When filing my taxes, itemizing my deductions is never required, it is optional. Whether or not I itemize my deductions depends largely on whether or not that itemization will help to reduce my tax liability more than using the standard deduction. There is only one exception to this rule, and that is if I will file my taxes as Married Filing Separate.
The first step in figuring out whether I need to use the standard deduction or the itemized deduction is to determine what status I am filing under. I can choose Single, Married Filing Separate, Married Filing Joint, or Head of Household. If I am legally separated from my spouse, or I find that filing my taxes separately from my spouse helps my tax liability, then the deduction method I use on my taxes must be the same method that my spouse uses. I cannot use a different deduction if we are filing separately from each other. So if my spouse uses an itemized deduction, then I must also use the itemized deduction on my taxes, even if it makes my tax liability more than it otherwise would have been.

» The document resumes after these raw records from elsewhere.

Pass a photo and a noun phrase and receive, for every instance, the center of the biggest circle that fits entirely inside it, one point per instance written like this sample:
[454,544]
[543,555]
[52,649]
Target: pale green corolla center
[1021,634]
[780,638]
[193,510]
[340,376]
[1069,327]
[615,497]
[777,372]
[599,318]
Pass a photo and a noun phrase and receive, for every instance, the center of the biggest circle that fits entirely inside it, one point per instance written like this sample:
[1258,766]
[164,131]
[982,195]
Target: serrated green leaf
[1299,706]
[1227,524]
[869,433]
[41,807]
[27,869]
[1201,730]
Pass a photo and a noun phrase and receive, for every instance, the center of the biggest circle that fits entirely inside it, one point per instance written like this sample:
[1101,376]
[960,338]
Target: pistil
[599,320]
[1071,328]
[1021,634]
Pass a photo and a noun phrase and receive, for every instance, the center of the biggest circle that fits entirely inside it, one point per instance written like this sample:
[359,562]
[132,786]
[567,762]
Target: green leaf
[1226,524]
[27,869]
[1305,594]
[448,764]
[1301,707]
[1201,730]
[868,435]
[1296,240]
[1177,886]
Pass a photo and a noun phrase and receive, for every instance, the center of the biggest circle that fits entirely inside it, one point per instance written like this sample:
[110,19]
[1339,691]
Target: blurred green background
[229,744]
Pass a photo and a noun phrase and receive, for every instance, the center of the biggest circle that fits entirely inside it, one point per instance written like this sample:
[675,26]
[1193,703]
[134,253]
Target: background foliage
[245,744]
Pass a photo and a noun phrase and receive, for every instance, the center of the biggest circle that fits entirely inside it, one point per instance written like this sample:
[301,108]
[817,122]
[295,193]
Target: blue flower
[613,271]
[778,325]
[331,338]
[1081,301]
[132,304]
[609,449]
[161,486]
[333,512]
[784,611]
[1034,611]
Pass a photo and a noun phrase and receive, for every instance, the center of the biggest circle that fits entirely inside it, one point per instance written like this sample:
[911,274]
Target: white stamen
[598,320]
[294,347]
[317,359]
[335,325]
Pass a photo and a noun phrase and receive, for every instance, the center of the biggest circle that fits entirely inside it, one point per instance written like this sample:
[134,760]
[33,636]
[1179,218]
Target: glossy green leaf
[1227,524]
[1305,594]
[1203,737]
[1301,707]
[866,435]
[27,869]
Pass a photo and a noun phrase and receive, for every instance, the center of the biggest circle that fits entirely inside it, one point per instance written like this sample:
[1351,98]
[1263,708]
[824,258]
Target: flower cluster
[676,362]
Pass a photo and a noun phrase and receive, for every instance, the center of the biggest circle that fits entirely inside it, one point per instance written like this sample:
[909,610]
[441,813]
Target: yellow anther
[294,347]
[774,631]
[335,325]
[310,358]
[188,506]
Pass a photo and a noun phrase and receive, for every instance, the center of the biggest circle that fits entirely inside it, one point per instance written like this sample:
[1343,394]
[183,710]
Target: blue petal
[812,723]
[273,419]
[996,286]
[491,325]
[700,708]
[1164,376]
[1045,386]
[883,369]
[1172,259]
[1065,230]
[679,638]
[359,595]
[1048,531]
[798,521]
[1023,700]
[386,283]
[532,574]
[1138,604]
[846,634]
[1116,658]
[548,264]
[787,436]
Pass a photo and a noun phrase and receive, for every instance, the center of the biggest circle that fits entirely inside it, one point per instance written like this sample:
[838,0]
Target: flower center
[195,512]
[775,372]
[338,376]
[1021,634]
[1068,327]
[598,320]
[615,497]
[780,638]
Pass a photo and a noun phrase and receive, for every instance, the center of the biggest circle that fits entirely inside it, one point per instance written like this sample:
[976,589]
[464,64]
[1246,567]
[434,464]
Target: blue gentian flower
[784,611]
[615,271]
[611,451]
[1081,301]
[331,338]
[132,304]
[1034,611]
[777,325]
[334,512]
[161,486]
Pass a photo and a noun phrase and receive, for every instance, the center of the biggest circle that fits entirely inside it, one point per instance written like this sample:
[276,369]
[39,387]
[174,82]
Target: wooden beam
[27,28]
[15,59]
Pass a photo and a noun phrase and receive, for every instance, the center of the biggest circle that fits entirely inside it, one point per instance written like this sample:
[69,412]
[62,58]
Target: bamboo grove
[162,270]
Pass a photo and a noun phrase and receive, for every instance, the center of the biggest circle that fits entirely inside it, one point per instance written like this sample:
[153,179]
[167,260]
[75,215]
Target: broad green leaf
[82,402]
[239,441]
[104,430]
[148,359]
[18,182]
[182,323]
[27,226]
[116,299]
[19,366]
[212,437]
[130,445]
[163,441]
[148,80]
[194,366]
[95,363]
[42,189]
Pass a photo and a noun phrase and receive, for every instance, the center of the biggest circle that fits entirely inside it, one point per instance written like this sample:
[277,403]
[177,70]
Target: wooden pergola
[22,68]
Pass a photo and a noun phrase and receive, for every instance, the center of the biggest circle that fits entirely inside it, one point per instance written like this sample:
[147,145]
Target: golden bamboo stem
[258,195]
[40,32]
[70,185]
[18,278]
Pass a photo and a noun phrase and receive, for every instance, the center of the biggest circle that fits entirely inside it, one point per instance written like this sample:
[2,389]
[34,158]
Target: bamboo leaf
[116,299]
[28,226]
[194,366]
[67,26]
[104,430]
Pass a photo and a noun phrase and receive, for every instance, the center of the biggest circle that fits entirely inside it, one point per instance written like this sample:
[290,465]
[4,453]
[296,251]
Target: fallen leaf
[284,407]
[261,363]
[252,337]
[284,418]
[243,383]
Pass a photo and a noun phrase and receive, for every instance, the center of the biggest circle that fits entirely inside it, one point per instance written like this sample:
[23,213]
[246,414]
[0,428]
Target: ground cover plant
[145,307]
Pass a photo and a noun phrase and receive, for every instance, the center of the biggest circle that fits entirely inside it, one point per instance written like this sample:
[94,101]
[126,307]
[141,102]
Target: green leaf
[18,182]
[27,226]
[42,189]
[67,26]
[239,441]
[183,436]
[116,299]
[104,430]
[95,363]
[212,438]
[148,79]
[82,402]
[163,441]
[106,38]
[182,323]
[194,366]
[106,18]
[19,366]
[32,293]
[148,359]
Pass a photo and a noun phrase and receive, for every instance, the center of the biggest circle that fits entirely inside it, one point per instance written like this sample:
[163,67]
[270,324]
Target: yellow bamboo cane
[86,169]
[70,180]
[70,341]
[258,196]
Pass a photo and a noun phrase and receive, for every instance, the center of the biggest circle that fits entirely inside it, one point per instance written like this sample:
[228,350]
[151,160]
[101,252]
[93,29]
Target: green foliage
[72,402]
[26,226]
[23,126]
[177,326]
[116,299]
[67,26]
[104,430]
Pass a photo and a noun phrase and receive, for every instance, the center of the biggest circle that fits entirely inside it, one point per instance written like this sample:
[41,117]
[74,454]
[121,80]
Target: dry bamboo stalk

If we are filing as Married Filing Joint, Single, or Head of Household then the government gives us two types of deductions to choose from and we are allowed to choose the method that we want to use. In most cases, we will choose the deduction that gives us the best refund of money. The way to know if itemizing my deductions will lower my taxes is to figure out how many deductions I have to claim. If the amount of my itemized deductions exceeds my standard deduction then I will want to itemize my deductions to get the lowest possible tax liability. In 2010, the standard deductions for Single or Married Filing Separate taxpayers will be $5,700 for Married Filing Joint taxpayers it will be $11,400 and for Head of Household taxpayers it will be $8,400 as found on www.irs.gov.